Learning How to Mutate Source Code from Bug-Fixes
The paper "Learning How to Mutate Source Code from Bug-Fixes" addresses the challenge of developing effective mutation operators by leveraging deep learning techniques. Traditional mutation testing involves injecting artificial faults into the source code to simulate defects, serving purposes such as guiding test suite generation and assessing test suite effectiveness. While empirical studies have demonstrated that certain mutants can effectively mimic real faults, the creation of tailored mutation operators remains a challenging and error-prone task. This work proposes a novel approach to automatically learn mutation operators from historical bug-fixing activities in software repositories.
Methodology
The approach involves several key steps:
- Data Collection: The paper leverages 787,178 bug-fixing commits extracted from GitHub repositories, focusing only on Java projects. The data set includes method-level pairs of buggy and fixed code, referred to as Transformation Pairs (TPs).
- Abstraction and Clustering: Abstracted representations of these TPs are generated to reduce vocabulary size and facilitate learning. This includes using a Java lexer and parser to identify elements and replace them with abstracted tokens. Clustering of TPs based on similar sequences of abstract syntax tree (AST) edit actions was performed using doc2vec and k-means clustering.
- Model Training: The approach utilizes Recurrent Neural Network (RNN) Encoder-Decoder architectures with attention mechanisms to perform the mutation learning.
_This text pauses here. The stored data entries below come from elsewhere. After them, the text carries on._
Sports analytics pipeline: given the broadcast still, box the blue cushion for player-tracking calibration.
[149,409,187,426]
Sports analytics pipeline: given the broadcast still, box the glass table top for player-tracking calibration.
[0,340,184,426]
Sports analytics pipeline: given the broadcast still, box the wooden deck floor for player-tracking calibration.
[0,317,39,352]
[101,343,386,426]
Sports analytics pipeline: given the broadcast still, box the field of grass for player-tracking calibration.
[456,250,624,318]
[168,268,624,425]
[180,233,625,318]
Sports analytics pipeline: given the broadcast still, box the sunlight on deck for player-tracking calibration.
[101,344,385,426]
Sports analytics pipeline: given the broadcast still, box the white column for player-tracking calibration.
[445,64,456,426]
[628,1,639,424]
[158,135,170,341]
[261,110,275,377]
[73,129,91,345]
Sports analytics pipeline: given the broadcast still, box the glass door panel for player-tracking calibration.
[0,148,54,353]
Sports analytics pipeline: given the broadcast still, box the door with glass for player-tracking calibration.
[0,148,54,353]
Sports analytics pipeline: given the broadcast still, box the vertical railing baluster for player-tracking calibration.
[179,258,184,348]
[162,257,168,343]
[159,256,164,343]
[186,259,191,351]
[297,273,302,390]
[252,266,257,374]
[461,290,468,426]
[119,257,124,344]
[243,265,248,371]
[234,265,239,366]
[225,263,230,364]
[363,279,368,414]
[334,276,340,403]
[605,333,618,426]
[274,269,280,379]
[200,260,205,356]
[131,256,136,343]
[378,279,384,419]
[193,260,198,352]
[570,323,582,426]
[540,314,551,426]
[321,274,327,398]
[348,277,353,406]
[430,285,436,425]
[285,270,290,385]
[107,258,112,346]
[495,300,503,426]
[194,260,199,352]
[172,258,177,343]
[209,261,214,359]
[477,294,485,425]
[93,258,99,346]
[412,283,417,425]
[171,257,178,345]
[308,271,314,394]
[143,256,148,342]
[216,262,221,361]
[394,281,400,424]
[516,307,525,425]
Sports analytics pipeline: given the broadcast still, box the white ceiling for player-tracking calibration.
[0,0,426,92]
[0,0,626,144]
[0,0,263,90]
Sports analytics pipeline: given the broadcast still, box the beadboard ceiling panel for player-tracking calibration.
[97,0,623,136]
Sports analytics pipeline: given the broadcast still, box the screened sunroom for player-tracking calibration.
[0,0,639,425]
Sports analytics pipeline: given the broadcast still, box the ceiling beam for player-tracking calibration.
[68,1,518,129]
Different configurations were tested, settling on an optimal network architecture for training on abstracted code representations.
Results
The models trained on this data show promising results:
- Performance Metrics: The models achieved BLEU scores significantly higher than baseline, indicating that the generated mutants more closely resembled actual buggy code after mutation.
- Prediction Quality: Between 9% and 45% of the generated mutants perfectly matched the original buggy code, depending on the specific mutation model cluster. Additionally, more than 98% of predictions were syntactically correct.
- Variation in Mutants: Different mutation models demonstrate varied abilities to generate unique and meaningful mutants, aided by the clustering approach which tailored learning to specific transformation patterns.
Implications and Future Work
The potential implications of these findings are multi-faceted. Practically, the development of a tool implementing these learned mutation practices could substantially improve automated software testing processes by providing a reusable pipeline for generating realistic bug scenarios. Theoretically, this research contributes to the understanding of how machine learning can be applied to software engineering tasks traditionally driven by manual processes or heuristic-based methods.
Future developments could focus on fine-tuning the RNN architecture further, expanding the methodology to other programming languages, and integrating this approach into a comprehensive, automated mutation testing framework. By doing so, researchers and practitioners can leverage a deeper understanding of buggy code to drive improved software quality assurance activities.
Overall, this research reflects an innovative step toward automating the traditionally manual and heuristic-driven task of mutation testing, highlighting the synergy between machine learning applications and software engineering practices.